Trump défie encore un peu plus Pyongyang
Écrit par Jonathan PIRIOU sur août 11, 2017
Les options militaires sont maintenant bien en place », a déclaré le président américain à l'adresse de son homologue nord-coréen.
Face à la guerre des mots et des nerfs qui oppose Washington et Pyongyang, le monde entier s'inquiète, craignant un enchaînement fatal. Mais Donald Trump poursuit sa rhétorique guerrière. «Les options militaires sont maintenant bien en place, bouclées et prêtes à être mises en action si la Corée du Nord agissait imprudemment. Il faut espérer que Kim Jong-un choisira un autre chemin», a-t-il tweeté ce vendredi matin.
Jeudi après-midi déjà, il avait persisté et signé dans sa posture menaçante, estimant que ceux qui critiquaient ses paroles avaient tort. N'êtes-vous pas trop dur?, ont demandé les journalistes, après ses promesses de déclencher «le feu et la colère» si Pyongyang persistait à menacer le territoire américain. «Peut-être que ma déclaration n'était pas assez dure», a-t-il rétorqué. Les Nord-Coréens ont bravé «notre pays depuis longtemps et il est temps que quelqu'un s'implique pour les gens de ce pays et pour les peuples des autres pays», a dit Trump. Les présidents américains «ont négocié depuis vingt-cinq ans. Regardez Clinton. Il s'est couché pendant ses négociations. Il était faible et inefficace. Regardez ce qui s'est passé avec Bush… avec Obama. Lui ne voulait même pas en parler. Moi je parle. Il est temps», a-t-il insisté.
Menace sur Guam
Durant sa campagne, son instinct du rapport de force a presque toujours conduit Donald Trump à choisir la contre-attaque et la montée aux extrêmes rhétoriques, sans céder un pouce. Appliquant une recette de la théorie des jeux, enseignée aux experts de la dissuasion nucléaire comme aux joueurs de poker, il cherche à convaincre Kim Jong-un et ses protecteurs chinois qu'il ne bluffe pas quand il dit qu'il n'acceptera jamais une nucléarisation de la Corée du Nord mettant le territoire américain à portée de ses missiles. Le président des États-Unis semble vouloir profiter de son image de leader impulsif pour donner de la crédibilité à son propos. Son calcul pourrait être de pratiquer le bras de fer «au bord du gouffre», comme Kennedy l'avait fait pendant la crise de Cuba, pour convaincre les Chinois de pousser Pyongyang à lâcher prise sur la nucléarisation. En échange d'une mission de bons offices chinois, qui réglerait le problème, Trump suggère de ne pas lancer sa guerre commerciale contre Pékin et il a chargé le secrétaire d'État Rex Tillerson de proposer l'ouverture de négociations directes avec Pyongyang, qui viseraient à offrir au régime communiste des avantages ainsi que l'assurance de ne rien faire pour le faire tomber.

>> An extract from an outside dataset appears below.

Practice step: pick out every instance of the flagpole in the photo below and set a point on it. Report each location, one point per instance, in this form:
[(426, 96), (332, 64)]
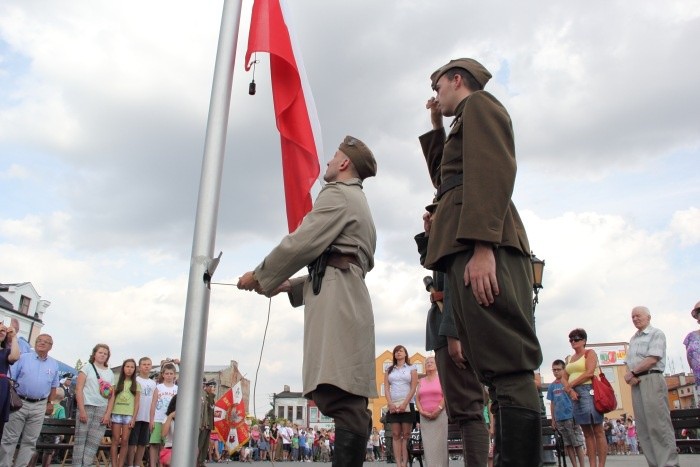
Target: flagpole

Mais si Trump se trompe sur la psychologie de Kim – ou sur les capacités d'influence de Pékin – et déclenche, par son poker nucléaire, une escalade incontrôlable? La question se pose alors que la Corée du Nord a pour l'instant choisi la surenchère, menaçant de lancer une attaque contre l'île américaine de Guam, dans le Pacifique. L'armée de Pyongyang a annoncé qu'elle tiendrait prêt un plan d'offensive contre Guam d'ici à la mi-août. Ce plan prévoirait de tirer 4 missiles au-dessus du Japon, qui en 17 minutes et 45 secondes iraient «s'écraser en mer à 30 ou 40 km de l'îleaméricaine». Le danger, affirment analystes et politiques, serait que Kim décide, sur un coup de tête, de tester sa crédibilité en effectuant des tirs vers Guam. Quelles seraient alors les options militaires d'un président américain qui serait forcé de réagir pour ne pas perdre la face? Pourrait-il porter un coup au régime nord-coréen sans faire basculer la région dans la guerre totale? Inquiets, 60 députés ont envoyé une lettre au secrétaire d'État Rex Tillerson pour dénoncer «les déclarations irresponsables et dangereuses» de Trump. À l'étranger, la Russie s'est dite «très inquiète» des risques «très élevés de conflit». Berlin a dit ne pas voir de «solution militaire» à l'affaire et les Chinois ont appelé les deux parties à la «prudence». Mais Donald Trump est impavide.